Given this orientation, it seems strange that Evyatar, a recently constructed community near Tapuah Junction in Samaria, should have been an issue to be tackled so soon, if at all.
Unlike other issues, such as the pending renewal of the Family Reunification Act, Evyatar was not required to be dealt with, and certainly not so soon in the tenure of the new government. The question fairly arises as to why it became a prime issue, and what that reality indicates.
One might have thought that the opposition made Evyatar an issue in the effort to corner PM Naftali Bennett and Justice Minister Gideon Sa’ar as to their stated desire to not evacuate settlements.

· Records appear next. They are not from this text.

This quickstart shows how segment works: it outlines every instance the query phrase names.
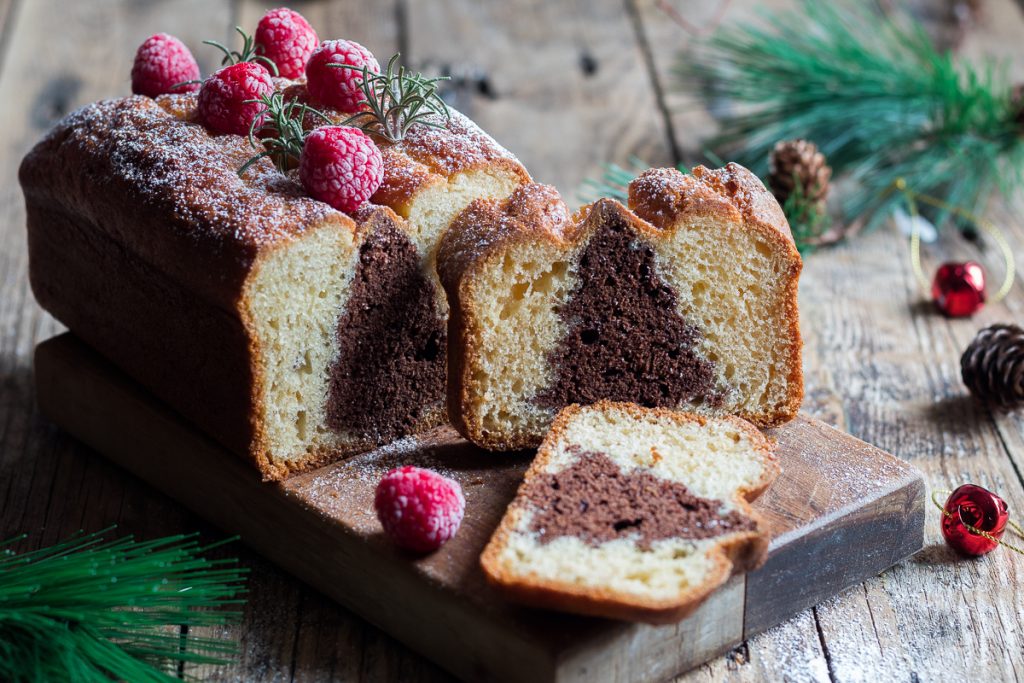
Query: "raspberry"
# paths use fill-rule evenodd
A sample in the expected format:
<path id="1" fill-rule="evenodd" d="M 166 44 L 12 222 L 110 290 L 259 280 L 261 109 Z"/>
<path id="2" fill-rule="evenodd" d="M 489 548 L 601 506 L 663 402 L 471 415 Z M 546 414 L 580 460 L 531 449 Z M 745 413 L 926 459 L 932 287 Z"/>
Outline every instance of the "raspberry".
<path id="1" fill-rule="evenodd" d="M 373 506 L 395 543 L 426 553 L 440 548 L 459 530 L 466 499 L 457 481 L 407 465 L 384 475 Z"/>
<path id="2" fill-rule="evenodd" d="M 260 54 L 277 65 L 282 78 L 301 76 L 309 56 L 320 44 L 306 18 L 287 7 L 264 14 L 256 26 L 255 37 Z"/>
<path id="3" fill-rule="evenodd" d="M 314 199 L 355 213 L 384 179 L 384 160 L 358 128 L 322 126 L 306 137 L 299 180 Z"/>
<path id="4" fill-rule="evenodd" d="M 193 92 L 198 83 L 175 88 L 178 83 L 199 79 L 199 65 L 185 44 L 172 35 L 157 33 L 146 38 L 135 53 L 132 92 L 156 97 L 169 92 Z"/>
<path id="5" fill-rule="evenodd" d="M 203 81 L 196 111 L 199 120 L 216 133 L 248 135 L 253 119 L 257 127 L 266 118 L 265 107 L 258 100 L 274 91 L 270 72 L 255 62 L 239 62 L 226 66 Z"/>
<path id="6" fill-rule="evenodd" d="M 357 69 L 365 66 L 373 73 L 380 73 L 380 64 L 369 50 L 351 40 L 325 40 L 306 63 L 306 88 L 313 99 L 341 112 L 356 113 L 365 99 L 359 88 L 362 74 L 328 64 L 348 64 Z"/>

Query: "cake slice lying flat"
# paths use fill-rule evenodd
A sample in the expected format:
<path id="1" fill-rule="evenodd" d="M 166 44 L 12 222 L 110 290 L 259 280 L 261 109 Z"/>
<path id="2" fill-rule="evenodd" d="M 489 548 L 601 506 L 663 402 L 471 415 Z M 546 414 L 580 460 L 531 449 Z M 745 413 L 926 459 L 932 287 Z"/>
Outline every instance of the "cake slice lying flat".
<path id="1" fill-rule="evenodd" d="M 481 563 L 528 605 L 678 621 L 764 562 L 769 538 L 749 501 L 777 474 L 771 444 L 739 418 L 570 406 Z"/>
<path id="2" fill-rule="evenodd" d="M 609 199 L 570 218 L 527 184 L 442 239 L 448 411 L 470 441 L 536 446 L 562 407 L 602 399 L 796 415 L 801 261 L 778 203 L 735 164 L 649 172 L 630 193 L 647 220 Z"/>

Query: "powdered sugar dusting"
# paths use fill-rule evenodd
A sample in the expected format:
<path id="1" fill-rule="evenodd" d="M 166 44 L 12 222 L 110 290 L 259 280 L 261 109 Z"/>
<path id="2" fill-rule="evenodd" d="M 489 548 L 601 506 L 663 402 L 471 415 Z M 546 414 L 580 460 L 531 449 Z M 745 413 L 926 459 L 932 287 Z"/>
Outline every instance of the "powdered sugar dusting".
<path id="1" fill-rule="evenodd" d="M 466 269 L 498 244 L 515 240 L 559 242 L 573 227 L 569 209 L 550 185 L 526 183 L 503 201 L 474 202 L 441 241 L 438 274 L 449 291 Z"/>
<path id="2" fill-rule="evenodd" d="M 428 119 L 440 127 L 413 125 L 405 139 L 395 144 L 395 149 L 445 177 L 498 160 L 519 163 L 515 155 L 468 117 L 454 109 L 449 112 L 449 121 L 438 114 Z"/>
<path id="3" fill-rule="evenodd" d="M 180 107 L 191 99 L 179 96 L 171 103 Z M 87 105 L 65 118 L 39 149 L 127 195 L 130 209 L 171 218 L 178 237 L 215 250 L 251 257 L 330 216 L 341 218 L 267 159 L 239 177 L 238 169 L 254 153 L 245 138 L 211 135 L 144 97 Z"/>
<path id="4" fill-rule="evenodd" d="M 374 510 L 374 493 L 384 475 L 405 465 L 430 469 L 455 480 L 462 487 L 467 522 L 474 528 L 469 533 L 474 537 L 463 538 L 466 535 L 463 528 L 454 540 L 458 543 L 472 542 L 482 549 L 490 531 L 504 514 L 528 464 L 529 458 L 487 453 L 459 438 L 450 427 L 440 427 L 418 437 L 407 436 L 344 462 L 297 475 L 281 486 L 288 495 L 318 516 L 341 523 L 359 535 L 373 536 L 381 533 Z M 481 520 L 488 520 L 486 526 L 489 528 L 478 528 Z"/>
<path id="5" fill-rule="evenodd" d="M 338 71 L 332 69 L 331 71 Z M 332 123 L 341 124 L 350 114 L 324 106 L 310 96 L 304 80 L 274 79 L 275 89 L 286 101 L 292 99 L 310 103 L 325 114 Z M 190 120 L 194 116 L 195 98 L 165 96 L 160 103 L 179 118 Z M 449 109 L 450 120 L 432 114 L 427 119 L 438 127 L 414 124 L 404 140 L 390 143 L 375 138 L 384 158 L 384 179 L 373 201 L 386 204 L 398 211 L 402 204 L 421 187 L 431 182 L 444 182 L 458 173 L 486 166 L 503 166 L 516 173 L 523 182 L 530 176 L 514 154 L 498 144 L 467 116 Z M 324 125 L 312 114 L 306 116 L 306 128 Z M 398 211 L 401 213 L 401 211 Z"/>
<path id="6" fill-rule="evenodd" d="M 654 168 L 629 186 L 630 207 L 659 228 L 673 225 L 687 212 L 707 211 L 723 203 L 743 220 L 771 226 L 790 237 L 782 207 L 760 179 L 739 164 L 718 169 L 697 166 L 689 174 Z"/>

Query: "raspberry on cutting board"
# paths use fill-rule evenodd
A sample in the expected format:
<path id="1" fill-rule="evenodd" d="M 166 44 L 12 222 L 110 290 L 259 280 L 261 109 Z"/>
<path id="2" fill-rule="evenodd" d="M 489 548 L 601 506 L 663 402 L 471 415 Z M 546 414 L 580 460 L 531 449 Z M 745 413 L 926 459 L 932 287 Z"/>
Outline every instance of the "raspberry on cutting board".
<path id="1" fill-rule="evenodd" d="M 261 55 L 277 65 L 282 78 L 298 78 L 320 44 L 306 18 L 287 7 L 272 9 L 256 27 L 256 46 Z"/>
<path id="2" fill-rule="evenodd" d="M 387 535 L 402 548 L 420 553 L 437 550 L 451 539 L 466 511 L 457 481 L 411 465 L 384 475 L 373 505 Z"/>
<path id="3" fill-rule="evenodd" d="M 185 44 L 167 33 L 146 38 L 135 53 L 132 65 L 132 92 L 156 97 L 166 93 L 194 92 L 199 65 Z M 177 87 L 175 87 L 177 86 Z"/>
<path id="4" fill-rule="evenodd" d="M 360 129 L 322 126 L 306 136 L 299 180 L 309 196 L 354 213 L 384 180 L 384 159 Z"/>

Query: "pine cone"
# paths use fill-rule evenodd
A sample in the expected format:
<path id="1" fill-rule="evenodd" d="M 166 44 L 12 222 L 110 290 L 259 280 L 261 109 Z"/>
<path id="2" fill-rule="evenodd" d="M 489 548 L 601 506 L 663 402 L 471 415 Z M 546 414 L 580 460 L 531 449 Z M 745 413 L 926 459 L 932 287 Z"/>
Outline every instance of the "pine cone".
<path id="1" fill-rule="evenodd" d="M 978 332 L 960 358 L 971 393 L 1000 408 L 1024 405 L 1024 330 L 991 325 Z"/>
<path id="2" fill-rule="evenodd" d="M 779 204 L 786 205 L 799 183 L 804 200 L 814 204 L 819 213 L 825 212 L 832 169 L 817 145 L 808 140 L 778 142 L 768 159 L 768 169 L 768 185 Z"/>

And yet, it seems to have been Foreign Minister Yair Lapid, the putative architect, if not puppet master, of the new government that was taking up the opportunity to evacuate.
What might have been Lapid’s motivation for doing so? Was this a power play, a show of strength or an attempt to establish a functional pecking order?
It’s hard to know, but in raising the issue of Evyatar, for whatever reason, a window has been opened on the challenges that this new government faces.
One challenge is fairness. The unseen 800-pound gorilla in the room with Evyatar is Khan al-Ahmar, the illegal Bedouin settlement on Route 1 between Ma’aleh Adumim and Kfar Adumim.
While the attempts at finding a compromise that might defuse the Evyatar controversy all recognize that the ownership of its underlying land is still at issue, there is no such question concerning Khan al-Ahmar; it is patently illegal, per the edict of Israel’s Supreme Court.
So where is the reciprocal outcry for the evacuation of Khan al-Ahmar? And by extension, where is the outcry to apply the same care and concern for legality of construction that has attended Evyatar to the dozens of illegal roads, buildings and settlements constructed by Palestinians as a way to create facts on the ground in Area C? And where is the concern for illegal building in the Negev?
IT IS FAIR to point out that the previous government failed to tackle Khan al-Ahmar and rampant illegal Palestinian construction. However, we learned as kids that two wrongs don’t make a right; there is also a strong argument that part of the reason why there has been a change of governments is precisely because of the failure to address this and related issues.
Right now, there is a proposal that would save Evyatar from evacuation and destruction and turn it into a hesder yeshiva. However elegant a solution this offers to an extrication from the nightmarish and Gush Katif-reminiscent prospect of watching soldiers throw Jewish families out of their homes, it seems like only a Band-Aid.
Band-Aids can save the day, but they are not the stuff of durable, resilient governments. Resilient governments require principles and priorities.
The new government, which refers to itself as the government of change, must answer the question: a change to what? There is change for change’s sake, meaning the replacement of the prime minister, and there is change for a new and different vision.
It is to be expected that such a diverse and potentially unwieldy coalition needs to find its sea legs. But it also needs to stand for something besides its own continuity.
In the meantime, there are many, including the leading Zionist NGOs in Israel, taking the position that there are important policy considerations this new government needs to address.
Illegal Palestinian construction and the consequential diminishment of the Jewish footprint in Area C is one of the major policy concerns of Zionist groups. There will be a strong interest by NGOs to assure that this and other issues are being addressed and not swept under the rug in the name of avoiding controversy.
If the goal was to avoid controversy, there would have never been a State of Israel. This government needs to stand for something. Evyatar provides the opportunity for the new government to affirm a commitment to Judea and Samaria, to assert its Zionist values, and despite its fragility, to establish priorities, including red lines, for the citizenry to see and understand.
The new government is already at a crossroads of its own creation. It will either show itself to be adept, inclusive, yet wholly committed to the Zionist vision, or it will reveal itself to be a whole that is less than the sum of its parts.